Quando o estado se formou na antiga Rússia, o príncipe dominante afirmou o poder de impor multas e infligir a dor física e a morte, mas não permitia a qualquer outro que agisse assim. Afirmou mais uma vez a natureza monopolista do poder de estado excluindo do seu exercício qualquer outra pessoa ou organismo. Se um súbdito sofresse algum mal às mãos de outro sem a permissão expressa do príncipe, isto era uma transgressão e o transgressor era punido. Além disso, o poder do príncipe só podia ser delegado explicitamente. A classe dos súbditos desta forma protegidos era assim cuidadosamente definida, claro; de maneira nenhuma eram protegidos desta forma todos os que estavam dentro do seu domínio.

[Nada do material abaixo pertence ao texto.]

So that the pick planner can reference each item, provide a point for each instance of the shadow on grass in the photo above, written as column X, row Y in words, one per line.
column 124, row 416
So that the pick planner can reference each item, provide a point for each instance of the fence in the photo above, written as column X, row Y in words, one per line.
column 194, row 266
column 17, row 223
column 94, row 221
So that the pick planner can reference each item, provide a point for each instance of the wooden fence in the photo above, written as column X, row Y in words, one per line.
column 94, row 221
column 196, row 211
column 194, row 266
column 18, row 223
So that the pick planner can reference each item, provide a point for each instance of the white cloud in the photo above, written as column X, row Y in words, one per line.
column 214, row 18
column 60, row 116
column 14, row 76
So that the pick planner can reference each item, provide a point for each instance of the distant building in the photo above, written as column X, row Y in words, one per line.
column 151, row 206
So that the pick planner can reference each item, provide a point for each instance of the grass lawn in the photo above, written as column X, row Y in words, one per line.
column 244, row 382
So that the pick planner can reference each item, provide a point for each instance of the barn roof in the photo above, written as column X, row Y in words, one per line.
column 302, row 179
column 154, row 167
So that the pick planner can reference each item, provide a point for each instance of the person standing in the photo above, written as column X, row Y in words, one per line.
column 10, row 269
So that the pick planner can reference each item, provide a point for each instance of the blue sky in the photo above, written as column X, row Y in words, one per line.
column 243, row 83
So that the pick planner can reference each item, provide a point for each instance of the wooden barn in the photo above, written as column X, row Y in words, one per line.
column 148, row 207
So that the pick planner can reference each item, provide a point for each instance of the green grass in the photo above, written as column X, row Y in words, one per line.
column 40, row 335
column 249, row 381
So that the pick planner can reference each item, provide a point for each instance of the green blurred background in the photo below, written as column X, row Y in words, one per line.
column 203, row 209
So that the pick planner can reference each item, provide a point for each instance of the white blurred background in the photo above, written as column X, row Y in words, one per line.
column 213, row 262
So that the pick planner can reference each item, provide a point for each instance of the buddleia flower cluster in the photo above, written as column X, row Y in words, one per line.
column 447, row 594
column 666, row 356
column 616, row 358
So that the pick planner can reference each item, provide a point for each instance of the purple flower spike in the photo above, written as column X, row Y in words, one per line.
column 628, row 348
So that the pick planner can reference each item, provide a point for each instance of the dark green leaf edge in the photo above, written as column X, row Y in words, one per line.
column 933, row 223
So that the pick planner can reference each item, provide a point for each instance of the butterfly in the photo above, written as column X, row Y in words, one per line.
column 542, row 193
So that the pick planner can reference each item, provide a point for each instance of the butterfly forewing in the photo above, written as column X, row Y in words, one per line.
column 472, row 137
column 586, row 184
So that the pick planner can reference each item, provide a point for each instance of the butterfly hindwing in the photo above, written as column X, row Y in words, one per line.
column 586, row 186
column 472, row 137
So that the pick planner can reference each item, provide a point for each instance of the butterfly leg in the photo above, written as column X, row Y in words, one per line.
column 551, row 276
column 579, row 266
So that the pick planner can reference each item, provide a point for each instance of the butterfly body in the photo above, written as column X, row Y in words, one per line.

Nenhuma pessoa ou grupo se pode substituir ao estado; os actos do estado só podem ser realizados directamente ou por delegação expressa. O estado, ao delegar o seu poder, transforma o seu delegado em agente do estado. O poder coercivo dos polícias, juízes, guardas prisionais, deriva, segundo as regras da sociedade, directamente da autoridade central; bem como o dos cobradores de impostos, dos militares, guardas fronteiriços, e coisas semelhantes. A função autoritária do estado assenta no seu comando destas forças como seus agentes.
Lawrence Krader, in Formation of the State, citado por Robert Nozick, in Anarquia, Estado e Utopia, trad. Vitor Guerreiro, Edições 70, Novembro de 2009, pp. 154-155.
O que pensar quando o estado ou os seus agentes se transformam em agressores? O que pensar e, sobretudo, o que fazer para que não sejamos nós as próximas vítimas?